J Biol Chem. 2009 Dec 4;284(49):33915-25. doi: 10.1074/jbc.M109.018549. Epub 2009 Sep 16.
Hepatitis C virus core protein is the viral nucleocapsid of hepatitis C virus. Interaction of core with cellular membranes like endoplasmic reticulum (ER) and lipid droplets (LD) appears to be involved in viral assembly. However, how these interactions with different cellular membranes are regulated is not well understood. In this study, we investigated how palmitoylation, a post-translational protein modification, can modulate the targeting of core to cellular membranes. We show that core is palmitoylated at cysteine 172, which is adjacent to the transmembrane domain at the C-terminal end of core. Site-specific mutagenesis of residue Cys(172) showed that palmitoylation is not involved in the maturation process carried out by the signal peptide peptidase or in the targeting of core to LD. However, palmitoylation was shown to be important for core association with smooth ER membranes and ER closely surrounding LDs. Finally, we demonstrate that mutation of residue Cys(172) in the J6/JFH1 virus genome clearly impairs virion production.

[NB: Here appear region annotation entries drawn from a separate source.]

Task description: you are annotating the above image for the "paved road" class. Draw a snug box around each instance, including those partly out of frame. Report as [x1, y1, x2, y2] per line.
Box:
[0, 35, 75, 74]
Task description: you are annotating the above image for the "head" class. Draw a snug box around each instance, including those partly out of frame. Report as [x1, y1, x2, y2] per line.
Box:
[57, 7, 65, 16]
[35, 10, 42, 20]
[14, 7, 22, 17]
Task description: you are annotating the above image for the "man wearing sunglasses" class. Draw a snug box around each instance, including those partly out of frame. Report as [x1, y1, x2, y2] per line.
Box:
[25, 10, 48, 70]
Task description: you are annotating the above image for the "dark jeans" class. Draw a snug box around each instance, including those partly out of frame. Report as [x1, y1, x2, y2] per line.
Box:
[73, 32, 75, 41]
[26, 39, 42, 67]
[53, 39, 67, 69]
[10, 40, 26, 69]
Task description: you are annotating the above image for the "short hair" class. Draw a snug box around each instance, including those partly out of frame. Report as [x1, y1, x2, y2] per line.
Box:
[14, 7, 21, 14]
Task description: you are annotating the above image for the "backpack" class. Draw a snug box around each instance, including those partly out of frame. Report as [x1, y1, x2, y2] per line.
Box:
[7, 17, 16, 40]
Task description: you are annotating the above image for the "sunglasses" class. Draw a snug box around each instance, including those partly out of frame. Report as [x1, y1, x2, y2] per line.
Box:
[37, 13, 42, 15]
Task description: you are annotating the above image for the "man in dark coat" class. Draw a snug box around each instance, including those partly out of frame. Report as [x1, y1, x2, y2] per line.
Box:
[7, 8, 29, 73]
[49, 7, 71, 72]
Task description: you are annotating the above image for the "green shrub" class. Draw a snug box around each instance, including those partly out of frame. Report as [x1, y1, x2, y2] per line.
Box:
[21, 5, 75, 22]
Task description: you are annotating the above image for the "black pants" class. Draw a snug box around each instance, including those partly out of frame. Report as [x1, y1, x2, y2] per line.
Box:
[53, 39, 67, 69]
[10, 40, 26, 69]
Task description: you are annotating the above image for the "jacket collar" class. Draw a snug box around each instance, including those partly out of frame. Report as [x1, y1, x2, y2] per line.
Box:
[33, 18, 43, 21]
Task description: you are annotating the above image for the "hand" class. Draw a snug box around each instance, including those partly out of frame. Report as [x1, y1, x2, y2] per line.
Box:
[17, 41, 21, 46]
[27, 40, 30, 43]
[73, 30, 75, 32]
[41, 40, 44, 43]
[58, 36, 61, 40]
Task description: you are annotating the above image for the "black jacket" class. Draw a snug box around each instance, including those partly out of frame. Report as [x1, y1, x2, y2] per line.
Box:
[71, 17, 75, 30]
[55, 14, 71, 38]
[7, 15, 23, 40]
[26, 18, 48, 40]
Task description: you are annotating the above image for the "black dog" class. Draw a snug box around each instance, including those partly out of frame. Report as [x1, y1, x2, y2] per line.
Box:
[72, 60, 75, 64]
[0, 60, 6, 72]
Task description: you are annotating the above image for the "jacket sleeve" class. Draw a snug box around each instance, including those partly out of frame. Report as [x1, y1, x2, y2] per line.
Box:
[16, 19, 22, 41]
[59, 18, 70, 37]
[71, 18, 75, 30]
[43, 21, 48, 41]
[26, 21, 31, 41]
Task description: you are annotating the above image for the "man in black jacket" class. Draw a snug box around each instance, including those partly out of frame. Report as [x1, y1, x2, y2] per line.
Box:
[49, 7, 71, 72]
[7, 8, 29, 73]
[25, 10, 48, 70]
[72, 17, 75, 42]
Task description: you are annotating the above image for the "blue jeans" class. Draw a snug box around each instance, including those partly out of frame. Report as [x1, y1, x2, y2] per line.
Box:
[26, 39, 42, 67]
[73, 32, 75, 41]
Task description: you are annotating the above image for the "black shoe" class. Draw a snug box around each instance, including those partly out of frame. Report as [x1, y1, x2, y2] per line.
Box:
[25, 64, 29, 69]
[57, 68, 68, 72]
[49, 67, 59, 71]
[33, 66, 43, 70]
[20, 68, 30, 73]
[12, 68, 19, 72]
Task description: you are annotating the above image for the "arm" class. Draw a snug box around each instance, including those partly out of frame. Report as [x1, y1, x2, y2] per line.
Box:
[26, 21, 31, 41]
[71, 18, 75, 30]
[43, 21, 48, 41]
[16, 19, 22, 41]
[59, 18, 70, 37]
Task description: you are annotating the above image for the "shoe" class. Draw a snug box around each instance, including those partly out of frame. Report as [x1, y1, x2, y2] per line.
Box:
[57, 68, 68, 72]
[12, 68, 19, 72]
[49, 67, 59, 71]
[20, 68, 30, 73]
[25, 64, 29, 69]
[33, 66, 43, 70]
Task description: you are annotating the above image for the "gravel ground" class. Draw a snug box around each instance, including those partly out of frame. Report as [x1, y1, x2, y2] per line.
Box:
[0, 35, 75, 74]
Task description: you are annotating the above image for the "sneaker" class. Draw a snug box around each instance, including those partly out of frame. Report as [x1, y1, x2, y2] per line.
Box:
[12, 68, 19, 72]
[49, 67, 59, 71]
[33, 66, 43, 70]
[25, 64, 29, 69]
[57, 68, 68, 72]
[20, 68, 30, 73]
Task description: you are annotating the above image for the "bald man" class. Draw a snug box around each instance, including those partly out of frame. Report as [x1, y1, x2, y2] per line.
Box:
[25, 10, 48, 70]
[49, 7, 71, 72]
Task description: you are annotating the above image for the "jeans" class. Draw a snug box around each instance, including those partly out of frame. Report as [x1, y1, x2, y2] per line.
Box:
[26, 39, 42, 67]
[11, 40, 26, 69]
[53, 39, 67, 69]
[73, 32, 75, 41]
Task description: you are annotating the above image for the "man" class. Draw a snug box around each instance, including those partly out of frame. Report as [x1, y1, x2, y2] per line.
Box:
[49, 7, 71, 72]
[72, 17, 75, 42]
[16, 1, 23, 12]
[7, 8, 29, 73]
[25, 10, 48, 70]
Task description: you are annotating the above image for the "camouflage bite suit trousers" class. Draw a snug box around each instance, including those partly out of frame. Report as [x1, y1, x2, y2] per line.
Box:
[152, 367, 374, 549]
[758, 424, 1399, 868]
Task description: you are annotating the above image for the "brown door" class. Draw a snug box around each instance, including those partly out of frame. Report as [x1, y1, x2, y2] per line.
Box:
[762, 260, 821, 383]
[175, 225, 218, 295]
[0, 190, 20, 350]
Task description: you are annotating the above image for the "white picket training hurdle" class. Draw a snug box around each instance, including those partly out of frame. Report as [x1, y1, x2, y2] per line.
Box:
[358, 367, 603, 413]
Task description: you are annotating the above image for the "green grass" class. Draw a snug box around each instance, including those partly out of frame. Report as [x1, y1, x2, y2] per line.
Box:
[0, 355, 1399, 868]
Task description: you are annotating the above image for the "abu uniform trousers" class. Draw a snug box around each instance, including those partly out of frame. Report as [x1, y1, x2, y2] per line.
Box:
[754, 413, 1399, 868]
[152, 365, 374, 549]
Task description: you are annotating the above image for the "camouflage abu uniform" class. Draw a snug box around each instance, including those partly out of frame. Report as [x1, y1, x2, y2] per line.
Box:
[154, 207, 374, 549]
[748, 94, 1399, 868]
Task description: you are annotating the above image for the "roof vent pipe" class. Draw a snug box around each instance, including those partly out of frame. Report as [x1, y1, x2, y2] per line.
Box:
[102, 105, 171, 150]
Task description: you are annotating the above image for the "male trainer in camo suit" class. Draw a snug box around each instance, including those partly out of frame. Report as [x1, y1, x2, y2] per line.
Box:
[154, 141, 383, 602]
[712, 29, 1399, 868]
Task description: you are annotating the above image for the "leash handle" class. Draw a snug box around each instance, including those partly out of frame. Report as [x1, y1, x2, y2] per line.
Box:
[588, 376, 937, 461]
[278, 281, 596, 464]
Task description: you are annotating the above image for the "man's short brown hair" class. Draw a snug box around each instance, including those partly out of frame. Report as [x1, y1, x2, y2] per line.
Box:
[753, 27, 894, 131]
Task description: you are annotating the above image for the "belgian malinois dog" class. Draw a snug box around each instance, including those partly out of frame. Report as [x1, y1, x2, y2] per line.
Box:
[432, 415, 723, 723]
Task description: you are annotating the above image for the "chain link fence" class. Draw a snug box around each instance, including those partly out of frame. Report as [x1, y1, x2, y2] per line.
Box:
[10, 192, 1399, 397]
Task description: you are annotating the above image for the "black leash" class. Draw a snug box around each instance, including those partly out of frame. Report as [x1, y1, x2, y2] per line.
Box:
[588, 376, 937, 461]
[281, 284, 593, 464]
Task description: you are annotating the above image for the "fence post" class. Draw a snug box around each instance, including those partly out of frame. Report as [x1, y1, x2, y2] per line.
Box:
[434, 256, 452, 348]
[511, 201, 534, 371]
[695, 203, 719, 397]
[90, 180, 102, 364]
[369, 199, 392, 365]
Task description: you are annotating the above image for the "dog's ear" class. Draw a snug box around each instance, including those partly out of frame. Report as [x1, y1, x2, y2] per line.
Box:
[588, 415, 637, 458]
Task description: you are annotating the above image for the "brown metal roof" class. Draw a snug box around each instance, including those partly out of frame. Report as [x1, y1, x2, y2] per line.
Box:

丙型肝炎病毒核心蛋白是丙型肝炎病毒的病毒核衣壳。核心蛋白与内质网(ER)和脂滴(LD)等细胞膜的相互作用似乎参与了病毒组装。然而,这些与不同细胞膜的相互作用是如何被调节的,目前还不太清楚。在本研究中,我们研究了蛋白质翻译后修饰——棕榈酰化如何调节核心蛋白靶向细胞膜。我们发现核心蛋白在第172位半胱氨酸处发生棕榈酰化,该位点与核心蛋白C末端的跨膜结构域相邻。对第172位半胱氨酸残基进行位点特异性诱变表明,棕榈酰化不参与信号肽肽酶介导的成熟过程,也不参与核心蛋白靶向脂滴。然而,棕榈酰化对于核心蛋白与光滑内质网膜以及紧密围绕脂滴的内质网的结合很重要。最后,我们证明J6/JFH1病毒基因组中第172位半胱氨酸残基的突变明显损害病毒粒子的产生。